Wir kamen auf den Hund. Ein Ausstellungsbesuch im Kupferstichkabinett

mit Hund im Kupferstichkabinett © GvP
mit Hund im Kupferstichkabinett © GvP

Die Sommerausstellung „Wir kommen auf den Hund“ im Berliner Kupferstichmuseum sorgt national und international für Aufsehen. Weniger wegen der abgebildeten Hunde, die auf über 100 Werken aus fünf Jahrhunderten zu sehen sind. Sondern deshalb, weil die Kuratoren auf eine öffentlichkeitswirksame Maßnahme gesetzt haben, die zieht. Bei der Kern-Zielgruppe, den Hundehaltern und -liebhabern auf jeden Fall. Zu speziellen Terminen dürfen bis zu 15 Vierbeiner kostenlos in die Ausstellung rein. Mit ihren Herrchen, versteht sich, die eine Eintrittskarte für sich lösen müssen. Um den Genuss für die Tiere nicht zu schmälern, wurden eigens einige Exponate augenzwinkernd auf Hundeschulterhöhe gehängt. Obendrein gibt’s zur bildenden Kunst neben einer launigen Führung für die Hunde eine eigene Betreuung und reichlich Leckerlis.

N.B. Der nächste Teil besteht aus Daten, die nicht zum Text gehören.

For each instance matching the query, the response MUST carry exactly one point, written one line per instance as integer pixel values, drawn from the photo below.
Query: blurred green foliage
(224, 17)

Wir hatten das Vergnügen, dabei zu sein. Wider Erwarten nahm uns die Ausstellung stärker in Anspruch als gedacht. Disziplin und Konzentration waren im hohen Maß gefragt. Von Hundi zudem Haltung, Anstand und Durchsetzungsvermögen, um den Kunstbanausen, die sich ebenfalls unter die Besucher gemischt hatten, Paroli bieten zu können.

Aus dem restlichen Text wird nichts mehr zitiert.